(439a) Design of Improved Permeation Enhancers for Transdermal Drug Delivery Part I – Model Development | AIChE

(439a) Design of Improved Permeation Enhancers for Transdermal Drug Delivery Part I – Model Development


Madihally, S. - Presenter, Oklahoma State University
Gasem, K. A. M. - Presenter, Oklahoma State University
Robinson, R. L. Jr. - Presenter, Oklahoma State University

Traditional drug delivery techniques, such as oral or intravenous administration, are often associated with problems relating to over- and under-dosing, interactions with harsh gastro-intestinal environment, and/or the production of toxic by-products through metabolism in the liver. Several alternatives have been developed to overcome these difficulties; one such technique that has rapidly gained in significance has been transdermal drug delivery (TDD).

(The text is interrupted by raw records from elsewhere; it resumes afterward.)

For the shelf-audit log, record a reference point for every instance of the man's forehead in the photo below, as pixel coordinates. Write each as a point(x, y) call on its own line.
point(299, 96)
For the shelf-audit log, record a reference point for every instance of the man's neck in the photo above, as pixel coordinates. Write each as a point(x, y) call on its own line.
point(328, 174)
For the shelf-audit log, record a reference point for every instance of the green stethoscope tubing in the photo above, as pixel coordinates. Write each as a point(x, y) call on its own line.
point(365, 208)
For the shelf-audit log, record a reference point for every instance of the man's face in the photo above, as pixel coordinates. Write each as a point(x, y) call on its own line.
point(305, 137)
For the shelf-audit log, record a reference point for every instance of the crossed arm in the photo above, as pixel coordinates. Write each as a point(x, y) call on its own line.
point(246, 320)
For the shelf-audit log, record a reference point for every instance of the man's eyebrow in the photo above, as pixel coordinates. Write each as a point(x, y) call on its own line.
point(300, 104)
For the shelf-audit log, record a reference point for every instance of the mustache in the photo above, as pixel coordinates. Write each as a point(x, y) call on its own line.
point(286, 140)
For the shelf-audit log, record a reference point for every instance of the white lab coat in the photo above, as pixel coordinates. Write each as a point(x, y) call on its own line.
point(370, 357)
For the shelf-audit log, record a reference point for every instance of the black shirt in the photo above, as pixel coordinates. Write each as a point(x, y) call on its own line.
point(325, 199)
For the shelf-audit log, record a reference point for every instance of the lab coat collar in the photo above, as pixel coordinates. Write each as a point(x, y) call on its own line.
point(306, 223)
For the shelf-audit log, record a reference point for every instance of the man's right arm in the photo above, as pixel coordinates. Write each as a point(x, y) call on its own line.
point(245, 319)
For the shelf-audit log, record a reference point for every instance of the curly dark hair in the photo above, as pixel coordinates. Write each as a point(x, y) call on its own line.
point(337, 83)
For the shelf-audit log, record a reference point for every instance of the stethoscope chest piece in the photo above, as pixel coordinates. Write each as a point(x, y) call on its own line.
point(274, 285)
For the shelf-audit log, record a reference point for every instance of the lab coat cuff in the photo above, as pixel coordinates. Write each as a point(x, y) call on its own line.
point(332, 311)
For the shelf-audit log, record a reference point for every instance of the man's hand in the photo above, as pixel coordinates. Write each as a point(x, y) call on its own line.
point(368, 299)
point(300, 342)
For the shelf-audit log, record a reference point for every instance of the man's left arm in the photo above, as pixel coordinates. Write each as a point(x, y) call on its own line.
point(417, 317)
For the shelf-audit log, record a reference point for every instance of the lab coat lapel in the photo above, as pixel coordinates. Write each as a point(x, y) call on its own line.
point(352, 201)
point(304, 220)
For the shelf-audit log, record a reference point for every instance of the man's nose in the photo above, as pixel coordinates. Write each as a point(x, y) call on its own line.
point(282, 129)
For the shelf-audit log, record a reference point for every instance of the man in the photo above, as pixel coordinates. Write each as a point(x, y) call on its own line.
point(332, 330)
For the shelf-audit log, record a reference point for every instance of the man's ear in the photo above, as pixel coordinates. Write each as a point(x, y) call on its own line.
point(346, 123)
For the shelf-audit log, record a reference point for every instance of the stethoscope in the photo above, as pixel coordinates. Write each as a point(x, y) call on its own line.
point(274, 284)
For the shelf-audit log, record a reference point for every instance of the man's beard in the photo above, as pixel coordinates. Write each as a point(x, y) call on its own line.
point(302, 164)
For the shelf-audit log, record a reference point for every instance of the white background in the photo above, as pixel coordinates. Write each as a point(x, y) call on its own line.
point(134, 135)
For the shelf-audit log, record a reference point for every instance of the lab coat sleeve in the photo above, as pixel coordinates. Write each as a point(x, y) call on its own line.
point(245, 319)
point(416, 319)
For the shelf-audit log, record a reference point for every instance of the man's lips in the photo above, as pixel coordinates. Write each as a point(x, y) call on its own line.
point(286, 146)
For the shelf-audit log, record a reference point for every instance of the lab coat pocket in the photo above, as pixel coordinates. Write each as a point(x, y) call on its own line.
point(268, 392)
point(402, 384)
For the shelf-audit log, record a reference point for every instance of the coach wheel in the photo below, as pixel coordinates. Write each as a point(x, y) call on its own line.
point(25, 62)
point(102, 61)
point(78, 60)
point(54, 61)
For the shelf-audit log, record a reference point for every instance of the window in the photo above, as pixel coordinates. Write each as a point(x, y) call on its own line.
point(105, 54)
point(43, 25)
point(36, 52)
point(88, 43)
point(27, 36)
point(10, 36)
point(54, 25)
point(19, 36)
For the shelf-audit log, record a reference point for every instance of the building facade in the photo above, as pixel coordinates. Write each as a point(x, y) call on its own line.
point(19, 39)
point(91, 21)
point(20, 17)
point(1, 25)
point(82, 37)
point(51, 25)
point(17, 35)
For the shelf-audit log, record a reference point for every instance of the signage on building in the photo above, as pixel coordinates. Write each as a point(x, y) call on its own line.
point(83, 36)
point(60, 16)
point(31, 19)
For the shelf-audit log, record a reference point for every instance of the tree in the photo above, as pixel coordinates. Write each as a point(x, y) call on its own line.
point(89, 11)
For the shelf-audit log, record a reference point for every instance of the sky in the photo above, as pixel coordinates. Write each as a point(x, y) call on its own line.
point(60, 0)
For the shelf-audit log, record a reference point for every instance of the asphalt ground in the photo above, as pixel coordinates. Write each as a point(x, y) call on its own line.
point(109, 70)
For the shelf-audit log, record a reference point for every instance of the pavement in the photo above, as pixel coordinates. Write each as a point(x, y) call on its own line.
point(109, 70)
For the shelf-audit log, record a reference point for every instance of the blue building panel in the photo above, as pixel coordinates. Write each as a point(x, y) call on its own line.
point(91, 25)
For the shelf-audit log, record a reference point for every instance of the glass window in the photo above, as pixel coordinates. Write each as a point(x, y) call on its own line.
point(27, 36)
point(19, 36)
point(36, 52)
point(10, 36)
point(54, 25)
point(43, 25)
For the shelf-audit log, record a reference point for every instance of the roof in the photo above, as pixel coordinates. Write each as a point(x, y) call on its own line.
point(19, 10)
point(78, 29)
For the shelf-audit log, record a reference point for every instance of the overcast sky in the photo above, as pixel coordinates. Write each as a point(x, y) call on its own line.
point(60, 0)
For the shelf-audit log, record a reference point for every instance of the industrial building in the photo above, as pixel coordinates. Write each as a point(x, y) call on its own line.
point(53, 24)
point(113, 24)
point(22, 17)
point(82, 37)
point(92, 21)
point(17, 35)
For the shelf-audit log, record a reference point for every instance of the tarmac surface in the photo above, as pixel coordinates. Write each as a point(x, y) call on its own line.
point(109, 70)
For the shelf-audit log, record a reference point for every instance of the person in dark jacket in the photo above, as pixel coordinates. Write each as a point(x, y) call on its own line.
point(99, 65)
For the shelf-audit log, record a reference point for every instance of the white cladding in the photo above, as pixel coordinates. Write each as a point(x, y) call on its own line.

While successful for delivery of small therapeutic molecules (nicotine, hydrocortisone, etc) researchers have not yet succeeded in the delivery of large therapeutic molecules (for example insulin) across human skin. Extensive efforts have been expended to identify possible molecules (chemical permeation enhancers, CPEs), which would facilitate the transdermal delivery of these macromolecules. However, the currently employed CPE developmental techniques have limitations, including the dependence on time-consuming and expensive experimental screening techniques. An attractive alternative is the use of computer aided molecular design (CAMD), in which structure-based models are coupled with powerful search algorithms to identify viable molecules. While several such algorithms have been recently proposed, most have several limitations, including: (a) reliance on rudimentary linear/functional group models for property prediction, (b) lack of a theoretical framework to describe permeation/irritation, (c) use of general-purpose heuristic algorithms for molecular screening, and (e) inadequate data for model development and testing. In this work, we have integrated non-linear, theory-based quantitative structure-property-relationship (QSPR) models and genetic algorithms (GAs) to develop reliable models for skin permeation and skin sensitization. Overall, our new non-linear QSPR model was capable of predicting skin permeation data within 5.1 absolute average percent deviation (%AAD), and skin sensitization probability was classified with an accuracy of 98%.